Phoebe Waller-Bridge (foto La Presse)

Fleabag regina degli Emmy. Uno spudorato punto di vista femminile sull'età adulta

La serie coprodotta da Bbc e Amazon vince come miglior comedy. L'autrice e protagonista Phoebe Waller-Bridge porta a casa due premi. Le firme del Foglio raccontano l'attrice inglese più chiacchierata del momento

Ieri sera gli Emmy hanno premiato Fleabag come miglior serie nella categoria commedie. La regina indiscussa della serata è stata Phoebe Waller-Bridge, autrice e protagonista della serie coprodotta da Bbc e Amazon, che ha vinto anche come miglior attrice in una comedy e per la miglior sceneggiatura comica. “È fantastico sapere che una donna sporca, perversa, arrabbiata e incasinata possa arrivare all’Emmy”, ha dichiarato l'attrice inglese salendo sul palco del del Los Angeles Microsoft Theater. 

  

Le stazioni della disperazione femminile e un po’ femminista di “Fleabag”

“‘Fleabag’, sacco di pulci, è un monologo da ‘ragazza cattiva’ originariamente presentato dalla autrice-attrice Phoebe Waller-Bridge al Fringe Festival di Edimburgo nel 2013, poi replicato qua e là raccogliendo premi e recensioni entusiastiche, salvo evolversi in una serie televisiva, con due stringate stagioni (6 episodi da 25 minuti l’una) salutate da un successo crescente, consacrato dalle 11 nomination agli Emmy e da un pedissequo remake della tv francese.
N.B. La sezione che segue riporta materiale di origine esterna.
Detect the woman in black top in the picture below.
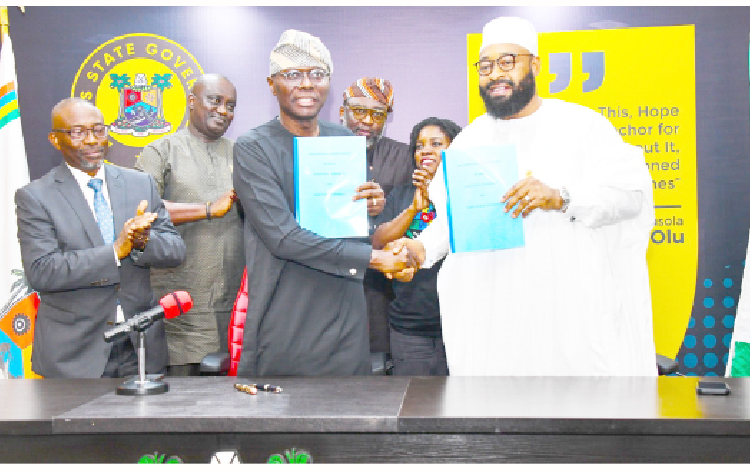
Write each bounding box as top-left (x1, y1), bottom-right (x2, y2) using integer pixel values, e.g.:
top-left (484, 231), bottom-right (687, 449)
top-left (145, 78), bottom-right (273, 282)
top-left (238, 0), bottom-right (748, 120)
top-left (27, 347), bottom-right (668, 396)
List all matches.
top-left (372, 117), bottom-right (461, 375)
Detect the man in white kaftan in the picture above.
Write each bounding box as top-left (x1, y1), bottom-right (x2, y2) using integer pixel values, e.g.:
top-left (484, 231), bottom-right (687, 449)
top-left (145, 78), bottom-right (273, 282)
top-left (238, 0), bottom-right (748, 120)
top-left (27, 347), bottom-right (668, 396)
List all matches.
top-left (399, 17), bottom-right (657, 376)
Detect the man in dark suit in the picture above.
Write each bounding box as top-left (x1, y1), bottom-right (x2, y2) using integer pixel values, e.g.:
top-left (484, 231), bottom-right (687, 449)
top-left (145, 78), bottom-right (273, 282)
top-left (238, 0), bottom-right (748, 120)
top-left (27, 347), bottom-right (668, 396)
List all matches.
top-left (15, 98), bottom-right (186, 379)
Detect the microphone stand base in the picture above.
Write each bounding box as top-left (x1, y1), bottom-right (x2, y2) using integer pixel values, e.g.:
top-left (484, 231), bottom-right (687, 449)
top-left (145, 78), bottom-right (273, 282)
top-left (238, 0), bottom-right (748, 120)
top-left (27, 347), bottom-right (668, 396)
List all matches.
top-left (116, 375), bottom-right (169, 396)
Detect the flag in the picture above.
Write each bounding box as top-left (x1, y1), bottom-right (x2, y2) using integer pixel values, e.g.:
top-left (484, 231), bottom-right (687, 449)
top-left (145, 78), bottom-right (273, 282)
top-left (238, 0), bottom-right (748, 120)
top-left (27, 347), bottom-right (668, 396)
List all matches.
top-left (0, 32), bottom-right (41, 379)
top-left (727, 235), bottom-right (750, 376)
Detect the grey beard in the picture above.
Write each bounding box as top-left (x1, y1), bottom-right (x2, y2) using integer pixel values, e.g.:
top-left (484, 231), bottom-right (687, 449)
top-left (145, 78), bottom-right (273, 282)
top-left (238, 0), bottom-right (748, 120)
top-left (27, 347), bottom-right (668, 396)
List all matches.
top-left (366, 132), bottom-right (384, 149)
top-left (342, 114), bottom-right (385, 149)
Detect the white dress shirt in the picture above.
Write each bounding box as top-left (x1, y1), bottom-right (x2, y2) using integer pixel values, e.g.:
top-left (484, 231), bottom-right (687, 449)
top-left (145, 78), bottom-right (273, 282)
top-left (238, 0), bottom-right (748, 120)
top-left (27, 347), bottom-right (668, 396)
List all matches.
top-left (65, 163), bottom-right (124, 323)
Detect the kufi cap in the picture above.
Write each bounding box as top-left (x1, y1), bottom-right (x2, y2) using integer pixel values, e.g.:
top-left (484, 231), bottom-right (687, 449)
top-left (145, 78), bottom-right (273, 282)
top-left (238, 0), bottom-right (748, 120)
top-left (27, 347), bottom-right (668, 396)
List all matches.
top-left (343, 77), bottom-right (394, 112)
top-left (480, 17), bottom-right (538, 56)
top-left (270, 29), bottom-right (333, 76)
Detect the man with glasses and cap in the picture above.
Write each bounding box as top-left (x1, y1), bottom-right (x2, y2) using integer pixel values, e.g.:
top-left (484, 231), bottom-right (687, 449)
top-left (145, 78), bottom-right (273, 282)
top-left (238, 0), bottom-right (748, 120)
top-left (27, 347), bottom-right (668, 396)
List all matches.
top-left (340, 77), bottom-right (413, 363)
top-left (340, 77), bottom-right (412, 202)
top-left (394, 16), bottom-right (657, 376)
top-left (14, 98), bottom-right (185, 378)
top-left (233, 30), bottom-right (411, 376)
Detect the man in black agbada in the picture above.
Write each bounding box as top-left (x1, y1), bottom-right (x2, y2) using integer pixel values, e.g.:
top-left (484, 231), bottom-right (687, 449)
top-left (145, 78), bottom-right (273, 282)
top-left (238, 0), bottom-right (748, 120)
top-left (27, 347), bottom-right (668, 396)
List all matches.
top-left (233, 29), bottom-right (410, 376)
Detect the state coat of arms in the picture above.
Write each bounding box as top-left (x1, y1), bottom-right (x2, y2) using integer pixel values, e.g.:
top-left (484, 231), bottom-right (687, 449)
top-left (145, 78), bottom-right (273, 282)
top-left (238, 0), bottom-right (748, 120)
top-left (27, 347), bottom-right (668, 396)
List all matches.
top-left (110, 72), bottom-right (172, 137)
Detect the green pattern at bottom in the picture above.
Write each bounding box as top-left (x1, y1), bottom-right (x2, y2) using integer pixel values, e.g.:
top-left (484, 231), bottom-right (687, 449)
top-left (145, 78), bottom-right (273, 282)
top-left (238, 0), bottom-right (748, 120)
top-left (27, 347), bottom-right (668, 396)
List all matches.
top-left (730, 341), bottom-right (750, 377)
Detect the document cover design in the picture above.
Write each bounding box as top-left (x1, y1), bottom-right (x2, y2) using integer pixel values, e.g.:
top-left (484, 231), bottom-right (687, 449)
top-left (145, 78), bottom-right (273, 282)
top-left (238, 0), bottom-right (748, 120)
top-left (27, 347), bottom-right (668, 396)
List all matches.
top-left (442, 145), bottom-right (525, 253)
top-left (294, 136), bottom-right (368, 238)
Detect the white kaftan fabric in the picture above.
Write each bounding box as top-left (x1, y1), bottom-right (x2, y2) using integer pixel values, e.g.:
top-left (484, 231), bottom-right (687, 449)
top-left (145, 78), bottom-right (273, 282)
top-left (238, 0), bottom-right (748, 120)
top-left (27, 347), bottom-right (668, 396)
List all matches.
top-left (418, 99), bottom-right (657, 376)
Lei, geniale, al centro del tutto: una sgraziata, goffa e affascinante ragazzona della buona borghesia, spiantata e speculativa, e la sua vita dramedy, insomma una tragedia ridicola, con una sorella isterica, un padre frigido, un cognato maniaco, un’amica morta, un baretto destinata al fallimento, una galleria di disastrose quanto estemporanee liaison, troppo alcol, tanta smagliante filosofia spicciola e un solo vero amore – ovviamente un recalcitrante prete cattolico”. 

 

Stefano Pistolini spiega perché la più chiacchierata attrice inglese del momento incarna con invidiabile eleganza l’aria dei tempi del folle momento storico del Regno Unito: 

 

 

 

Phoebe Waller-Bridge racconta con cinico candore l'età adulta 

“‘Fleabag’ indaga sui rapporti di potere fra uomini e donne, offrendo un punto di vista femminile spudorato e fresco, che apparentemente non ha bisogno di farsi domande perché ha scelto il caos (se lui scrive alle due di notte perché vuole passare a casa tua, devi fargli credere di essere appena rientrata e nel frattempo depilarti, rivestirti, aspettare davanti alla porta e poi aprirla fingendo di esserti dimenticata che stava arrivando e per educazione dire poi sì a tutto), ma che in realtà mette continuamente sotto esame il desiderio e il fallimento dei rapporti, e soprattutto prende il coraggio che serve per dire: le donne sanno sempre quello che stanno facendo, anche se per tutto il tempo fingono di no.